Example 2: chalk = [3,4,1,2], k = 25
total = 3+4+1+2 = 10 → k % total = 25 % 10 = 5
| Student | Chalk | k before | k after |
|---|---|---|---|
| 0 | 3 | 5 | 2 |
| 1 | 4 | 2 | - |
Student 1 must replace the chalk.
Complexity Analysis
| Measure | Complexity | Explanation |
|---|---|---|
| Time | O(n) | We sum the array once and iterate through it once at most |
| Space | O(1) | Only a few variables are used; no additional data structures |
The modulo operation ensures that we never perform more than one pass through the array, which makes this solution efficient even for large k.
Test Cases
# Provided examples
assert Solution().chalkReplacer([5,1,5], 22) == 0 # basic scenario with multiple rounds
assert Solution().chalkReplacer([3,4,1,2], 25) == 1 # multiple rounds with modulo reduction
# Edge cases
assert Solution().chalkReplacer([1], 1) == 0 # single student, k equals chalk
assert Solution().chalkReplacer([1], 0) == 0 # single student, k zero
assert Solution().chalkReplacer([2,3,4], 1) == 0 # not enough for first student
assert Solution().chalkReplacer([2,3,4], 9) == 0 # exactly one full round
assert Solution().chalkReplacer([2,3,4], 10) == 0 # just over one full round
| Test | Why |
|---|---|
| [5,1,5], 22 | Validates multiple rounds and cumulative subtraction |
| [3,4,1,2], 25 | Tests modulo reduction |
| [1], 1 | Single student edge case |
| [1], 0 | Zero chalk edge case |
| [2,3,4], 1 | Not enough chalk for first student |
| [2,3,4], 9 | Exactly one full round |
| [2,3,4], 10 | Over one full round, replacement occurs at start |
Edge Cases
Case 1: Only one student
If there is a single student, they will always replace the chalk when k < chalk[0] or after multiple rounds when k is insufficient. Our implementation correctly handles this by iterating over a single element and checking k < chalk[0].

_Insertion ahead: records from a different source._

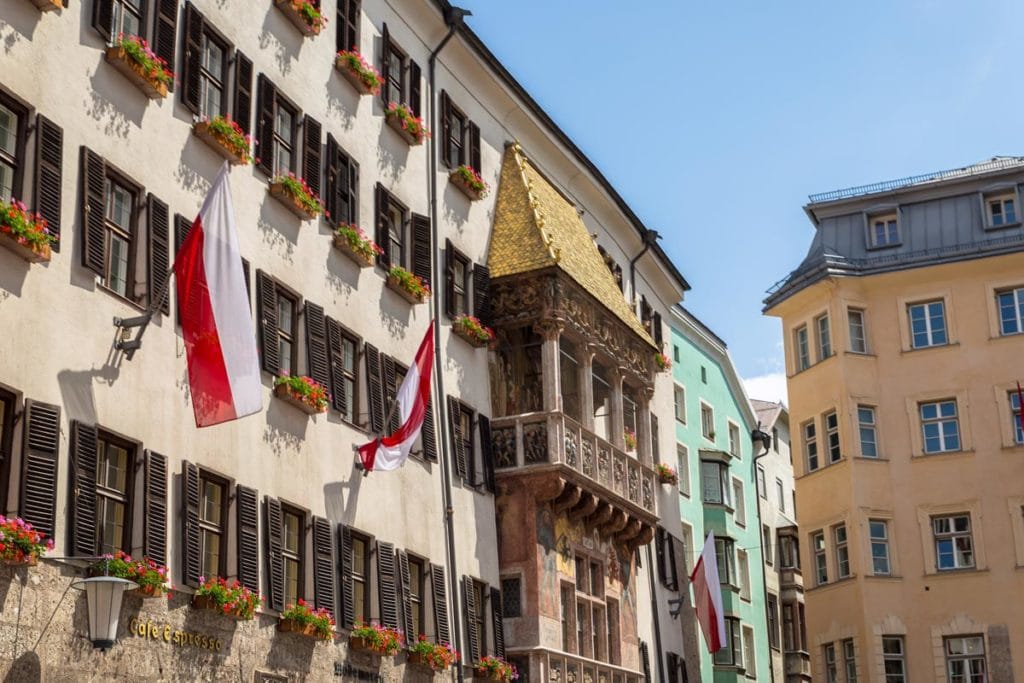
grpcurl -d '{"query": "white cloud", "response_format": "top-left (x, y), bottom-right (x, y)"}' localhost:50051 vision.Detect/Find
top-left (743, 373), bottom-right (790, 405)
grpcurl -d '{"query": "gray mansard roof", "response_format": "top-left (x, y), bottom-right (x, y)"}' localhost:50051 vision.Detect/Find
top-left (765, 157), bottom-right (1024, 310)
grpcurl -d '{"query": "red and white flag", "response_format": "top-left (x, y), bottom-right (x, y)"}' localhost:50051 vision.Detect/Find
top-left (359, 321), bottom-right (434, 472)
top-left (690, 531), bottom-right (726, 652)
top-left (174, 162), bottom-right (263, 427)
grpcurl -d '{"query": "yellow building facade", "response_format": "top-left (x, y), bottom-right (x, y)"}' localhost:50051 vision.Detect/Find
top-left (766, 158), bottom-right (1024, 683)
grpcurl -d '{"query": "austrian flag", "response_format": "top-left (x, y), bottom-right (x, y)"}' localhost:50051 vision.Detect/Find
top-left (174, 162), bottom-right (263, 427)
top-left (359, 321), bottom-right (434, 472)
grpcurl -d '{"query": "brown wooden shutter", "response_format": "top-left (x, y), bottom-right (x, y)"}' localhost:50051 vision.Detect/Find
top-left (234, 486), bottom-right (259, 593)
top-left (490, 588), bottom-right (503, 659)
top-left (440, 90), bottom-right (456, 168)
top-left (462, 577), bottom-right (481, 661)
top-left (92, 0), bottom-right (115, 41)
top-left (18, 399), bottom-right (60, 539)
top-left (467, 121), bottom-right (483, 169)
top-left (447, 396), bottom-right (467, 478)
top-left (36, 114), bottom-right (63, 252)
top-left (82, 146), bottom-right (106, 275)
top-left (145, 193), bottom-right (171, 314)
top-left (142, 450), bottom-right (167, 564)
top-left (313, 517), bottom-right (338, 614)
top-left (365, 344), bottom-right (385, 434)
top-left (377, 541), bottom-right (400, 629)
top-left (256, 270), bottom-right (281, 375)
top-left (181, 461), bottom-right (199, 588)
top-left (302, 115), bottom-right (321, 197)
top-left (181, 2), bottom-right (203, 114)
top-left (476, 415), bottom-right (495, 494)
top-left (398, 550), bottom-right (420, 644)
top-left (71, 420), bottom-right (96, 556)
top-left (327, 317), bottom-right (354, 417)
top-left (408, 59), bottom-right (423, 116)
top-left (256, 74), bottom-right (275, 175)
top-left (420, 397), bottom-right (437, 463)
top-left (264, 496), bottom-right (285, 611)
top-left (231, 50), bottom-right (253, 133)
top-left (473, 263), bottom-right (490, 325)
top-left (304, 301), bottom-right (331, 388)
top-left (338, 524), bottom-right (355, 629)
top-left (430, 564), bottom-right (453, 645)
top-left (153, 0), bottom-right (178, 90)
top-left (413, 213), bottom-right (434, 287)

Case 2: k smaller than the first student's chalk
When k < chalk[0], the first student must immediately replace the chalk. The modulo operation does not change k, so the loop correctly returns index 0.
Case 3: k exactly a multiple of total chalk
If k is exactly equal to sum(chalk) or any multiple, k % total becomes 0. The first student in the iteration then has k < chalk[i] and replaces the chalk, which matches expected behavior. This ensures correctness for edge alignment with full rounds.